Barely a week goes by when a terrible workplace accident or an outrageous breach of health and safety laws is not in the news. Although the worst stories attract attention because of their sometimes Monty Python levels of farce or their particularly unpleasant outcomes, health and safety issues do not need to be dramatic to cause serious problems.
Accidents can happen anywhere and they usually do so suddenly and unexpectedly, therefore individuals and businesses often find themselves unprepared for the ensuing investigations and recriminations. Both criminal and civil repercussions can follow work related incidents so it is important that those involved seek immediate legal advice.
An Extraordinary Example with an Expensive Outcome
Photographs accompanying one health and safety story that recently made national news headlines had plenty of comedic value but proved no laughing matter.
Various newspapers carried a photograph of ‘foolhardy’ roofer, George Nicholls, balancing a fully extended ladder on the roof of his transit van while a workmate stood at its foot.

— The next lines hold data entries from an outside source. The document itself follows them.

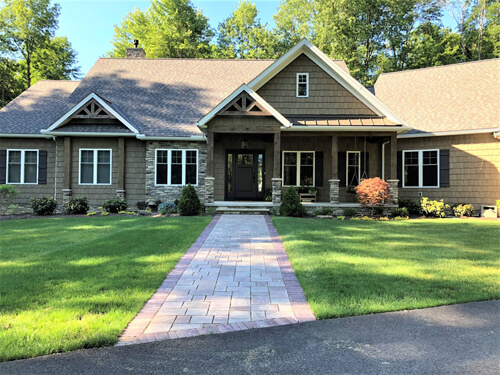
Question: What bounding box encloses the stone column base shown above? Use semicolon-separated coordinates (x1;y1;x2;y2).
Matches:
205;177;215;204
387;179;399;204
272;178;282;204
116;190;126;199
62;189;72;205
329;179;340;204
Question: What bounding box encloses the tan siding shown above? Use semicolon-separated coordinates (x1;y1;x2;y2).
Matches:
125;139;146;204
398;133;500;207
0;138;57;207
257;54;376;116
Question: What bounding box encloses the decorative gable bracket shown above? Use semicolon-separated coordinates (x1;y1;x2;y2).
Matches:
218;92;271;116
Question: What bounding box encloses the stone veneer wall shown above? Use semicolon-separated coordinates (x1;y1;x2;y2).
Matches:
145;141;207;203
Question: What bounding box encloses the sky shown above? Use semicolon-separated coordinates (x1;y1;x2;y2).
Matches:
55;0;457;77
55;0;281;75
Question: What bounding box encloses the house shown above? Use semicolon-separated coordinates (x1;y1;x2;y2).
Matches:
0;39;498;212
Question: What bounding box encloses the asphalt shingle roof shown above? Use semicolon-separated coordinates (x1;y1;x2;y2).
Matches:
374;59;500;134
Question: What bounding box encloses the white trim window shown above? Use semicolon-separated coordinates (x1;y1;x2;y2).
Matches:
403;149;440;188
296;73;309;97
155;149;198;186
79;149;112;185
7;149;38;184
282;151;315;187
346;151;361;187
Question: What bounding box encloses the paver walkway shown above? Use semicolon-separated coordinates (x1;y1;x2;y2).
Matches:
117;214;315;345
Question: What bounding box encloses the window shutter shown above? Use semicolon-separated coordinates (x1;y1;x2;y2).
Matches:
315;151;324;187
440;149;450;187
361;152;369;179
397;151;402;187
338;152;346;186
0;150;6;184
38;150;48;184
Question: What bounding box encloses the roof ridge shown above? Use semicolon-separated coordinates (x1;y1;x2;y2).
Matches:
36;79;81;83
98;57;277;62
378;58;500;77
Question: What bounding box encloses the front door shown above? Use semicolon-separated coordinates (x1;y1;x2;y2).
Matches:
226;151;264;200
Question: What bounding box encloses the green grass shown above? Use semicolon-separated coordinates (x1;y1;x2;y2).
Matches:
0;216;210;362
272;218;500;320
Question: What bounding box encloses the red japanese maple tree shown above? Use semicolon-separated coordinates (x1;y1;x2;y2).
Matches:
355;177;391;215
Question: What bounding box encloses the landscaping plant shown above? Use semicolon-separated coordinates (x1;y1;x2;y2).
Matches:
355;177;391;216
453;203;475;218
30;197;57;216
64;196;89;215
342;207;358;217
0;184;18;202
420;197;449;218
177;184;201;216
314;207;333;216
391;207;409;218
135;201;148;210
399;199;422;215
279;187;306;217
103;198;128;213
158;201;177;215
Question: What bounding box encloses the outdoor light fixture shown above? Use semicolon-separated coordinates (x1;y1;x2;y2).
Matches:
241;139;248;149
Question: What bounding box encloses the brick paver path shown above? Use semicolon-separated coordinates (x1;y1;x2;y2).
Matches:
117;214;315;345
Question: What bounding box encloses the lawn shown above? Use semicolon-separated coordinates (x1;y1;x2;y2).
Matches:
272;218;500;320
0;216;211;362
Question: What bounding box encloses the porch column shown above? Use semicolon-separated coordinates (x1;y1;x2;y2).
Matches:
387;133;399;204
329;135;340;204
205;132;215;203
62;137;72;205
116;137;126;199
272;132;282;204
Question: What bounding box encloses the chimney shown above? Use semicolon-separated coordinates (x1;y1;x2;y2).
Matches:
125;40;146;59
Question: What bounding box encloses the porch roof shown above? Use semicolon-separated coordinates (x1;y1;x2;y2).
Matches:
286;116;398;127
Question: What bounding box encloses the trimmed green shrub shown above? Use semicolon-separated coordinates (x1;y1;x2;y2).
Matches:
497;200;500;216
103;198;128;213
453;203;475;218
373;206;384;216
31;197;57;216
0;184;18;201
64;196;89;215
177;184;201;216
420;197;449;218
279;187;306;217
159;201;177;215
342;207;358;217
135;201;148;210
392;207;409;217
314;207;333;216
399;199;422;215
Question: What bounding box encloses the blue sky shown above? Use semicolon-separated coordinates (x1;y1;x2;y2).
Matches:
55;0;456;76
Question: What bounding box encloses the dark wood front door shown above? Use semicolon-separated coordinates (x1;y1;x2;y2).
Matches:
226;151;264;200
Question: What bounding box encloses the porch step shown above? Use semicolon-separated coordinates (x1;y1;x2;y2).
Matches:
215;207;270;215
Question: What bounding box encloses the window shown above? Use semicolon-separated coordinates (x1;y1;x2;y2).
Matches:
282;151;315;186
346;151;360;187
296;73;309;97
79;149;112;185
403;150;439;188
7;150;38;184
155;149;198;186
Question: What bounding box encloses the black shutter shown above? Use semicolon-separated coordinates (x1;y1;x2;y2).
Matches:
338;152;346;187
440;149;450;187
397;151;402;187
315;151;324;187
361;152;369;179
38;150;47;184
0;150;6;184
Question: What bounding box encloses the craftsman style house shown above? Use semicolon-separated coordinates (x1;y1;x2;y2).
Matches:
0;40;498;211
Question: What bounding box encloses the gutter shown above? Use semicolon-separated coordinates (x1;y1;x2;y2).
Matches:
398;128;500;138
136;135;206;141
0;133;52;138
40;130;137;137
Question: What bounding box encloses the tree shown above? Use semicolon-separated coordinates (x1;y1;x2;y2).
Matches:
108;0;213;58
0;57;23;108
355;177;391;215
216;0;277;59
0;0;59;88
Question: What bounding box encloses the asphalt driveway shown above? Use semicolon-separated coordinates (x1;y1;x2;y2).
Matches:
1;300;498;375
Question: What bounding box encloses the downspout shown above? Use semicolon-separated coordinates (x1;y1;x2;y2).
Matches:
52;136;57;202
381;140;390;180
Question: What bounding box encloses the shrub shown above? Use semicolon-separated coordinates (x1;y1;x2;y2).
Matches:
199;203;206;215
7;204;21;215
279;187;306;217
342;207;358;217
270;208;277;216
399;199;422;216
355;178;391;215
64;196;89;215
314;207;333;216
31;197;57;216
392;207;409;217
103;198;128;213
177;184;201;216
373;206;384;216
264;188;273;202
0;184;18;201
497;200;500;217
453;203;474;218
158;201;177;215
135;201;148;210
420;197;449;218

The precarious arrangement was designed so that he could paint the third floor facade of a building on St Marys Road in Southampton in March 2014.
After a concerned member of the public notified the council’s environmental health officer, the Health and Safety Executive (HSE) investigated the incident and prosecuted both Mr Nichols and the company that sub-contracted him the work.
As well as the unusual improvisation of the ladder on the van roof, the HSE also found that the van was parked in a bus stop on a busy road with double yellow lines and that no barriers had been put up to prevent people walking below. This endangered members of the public.
Mr Nicholls pleaded guilty to breaching Sections 2(1) and 3(1) of the Health and Safety at Work Act 1974; he was fined £4,000 and ordered to pay £666 costs.
Meanwhile the company that contracted Mr Nicholls, Maintenance 24-7 Ltd, admitted to breaching Section 3(1) of the 1974 Act and Work at Height Regulations 2005, and was fined £10,000 and ordered to pay £784 in costs. The company’s liability stemmed from its duty to ensure that the work at height was properly planned, managed and executed safely.
Fortunately in this case there were no injuries caused by this Pythonesque arrangement. However, the fines and courts costs should demonstrate the importance of operating a safe working environment, particularly where members of the public might be exposed to harm.